This was the second method: the grasshopper was attached to the hook, and casting the line well out across the pool, Ferdinand put the rod into Greygown's hands. She stood poised upon a pinnacle of rock, like patience on a monument, waiting for a bite. It came. There was a slow, gentle pull at the line, answered by a quick jerk of the rod, and a noble fish flashed into the air. Four pounds and a half at least! He leaped again and again, shaking the drops from his silvery sides. He rushed up the rapids as if he had determined to return to the lake, and down again as if he had changed his plans and determined to go to the Saguenay. He sulked in the deep water and rubbed his nose against the rocks. He did his best to treat that treacherous grasshopper as the whale served Jonah. But Greygown, through all her little screams and shouts of excitement, was steady and sage. She never gave the fish an inch of slack line; and at last he lay glittering on the rocks, with the black St. Andrew's crosses clearly marked on his plump sides, and the iridescent spots gleaming on his small, shapely head. "Une belle!" cried Ferdinand, as he held up the fish in triumph, "and it is madame who has the good fortune. She understands well to take the large fish—is it not?" Greygown stepped demurely down from her pinnacle, and as we drifted down the pool in the canoe, under the mellow evening sky, her conversation betrayed not a trace of the pride that a victorious fisherman would have shown. On the contrary, she insisted that angling was an affair of chance—which was consoling, though I knew it was not altogether true—and that the smaller fish were just as pleasant to catch and better to eat, after all. For a generous rival, commend me to a woman. And if I must compete, let it be with one who has the grace to dissolve the bitter of defeat in the honey of a mutual self-congratulation.

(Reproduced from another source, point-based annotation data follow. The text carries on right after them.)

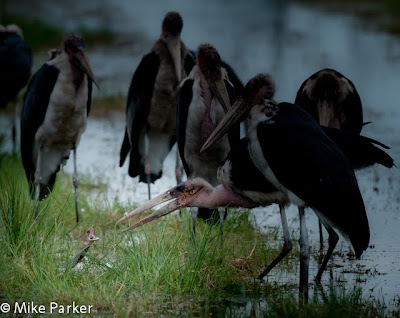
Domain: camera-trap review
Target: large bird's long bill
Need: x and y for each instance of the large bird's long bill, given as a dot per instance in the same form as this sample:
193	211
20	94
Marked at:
219	90
181	195
234	114
83	62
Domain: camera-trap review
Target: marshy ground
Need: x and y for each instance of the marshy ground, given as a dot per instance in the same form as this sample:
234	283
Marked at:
158	269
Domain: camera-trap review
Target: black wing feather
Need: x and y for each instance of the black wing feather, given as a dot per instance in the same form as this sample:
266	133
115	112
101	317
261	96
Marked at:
34	109
15	66
244	174
359	150
185	98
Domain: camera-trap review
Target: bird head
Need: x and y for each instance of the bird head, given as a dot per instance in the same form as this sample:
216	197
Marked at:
75	49
183	195
170	33
261	87
209	63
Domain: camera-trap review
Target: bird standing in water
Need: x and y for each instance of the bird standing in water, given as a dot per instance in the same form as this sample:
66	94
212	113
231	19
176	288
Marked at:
151	107
54	116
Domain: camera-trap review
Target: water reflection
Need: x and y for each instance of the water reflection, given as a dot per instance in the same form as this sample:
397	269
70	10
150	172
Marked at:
291	42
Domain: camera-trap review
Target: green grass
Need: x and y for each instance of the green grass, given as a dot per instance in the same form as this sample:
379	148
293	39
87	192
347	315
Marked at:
43	36
156	269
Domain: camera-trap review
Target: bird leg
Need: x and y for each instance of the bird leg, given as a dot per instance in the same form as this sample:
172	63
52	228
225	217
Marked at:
15	124
332	241
321	240
194	220
287	243
38	180
147	168
76	184
178	167
304	258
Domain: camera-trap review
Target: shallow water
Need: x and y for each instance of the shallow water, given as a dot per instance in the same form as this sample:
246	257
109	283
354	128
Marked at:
291	42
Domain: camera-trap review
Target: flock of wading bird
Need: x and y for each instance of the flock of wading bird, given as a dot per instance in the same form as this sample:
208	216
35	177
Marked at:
303	153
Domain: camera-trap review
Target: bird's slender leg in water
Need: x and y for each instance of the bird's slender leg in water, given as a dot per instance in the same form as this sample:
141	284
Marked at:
76	184
332	239
15	124
304	258
147	168
38	180
194	220
321	240
178	171
222	213
287	243
178	167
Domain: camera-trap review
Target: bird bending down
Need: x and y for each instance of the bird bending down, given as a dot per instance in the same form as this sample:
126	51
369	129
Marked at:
15	69
245	184
205	96
151	107
332	100
54	115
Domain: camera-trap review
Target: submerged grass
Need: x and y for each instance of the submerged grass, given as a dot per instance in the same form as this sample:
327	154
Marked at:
156	270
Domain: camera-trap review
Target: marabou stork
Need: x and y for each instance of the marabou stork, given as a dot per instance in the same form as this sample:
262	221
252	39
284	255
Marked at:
332	100
319	184
15	69
205	96
54	115
153	94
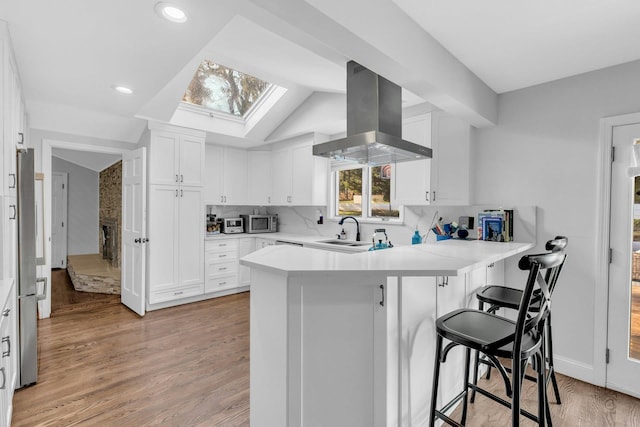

We had a garden, and our favourite path through it was the portage leading around the falls. We travelled it very frequently, making an excuse of idle errands to the steamboat-landing on the lake, and sauntering along the trail as if school were out and would never keep again. It was the season of fruits rather than of flowers. Nature was reducing the decorations of her table to make room for the banquet. She offered us berries instead of blossoms.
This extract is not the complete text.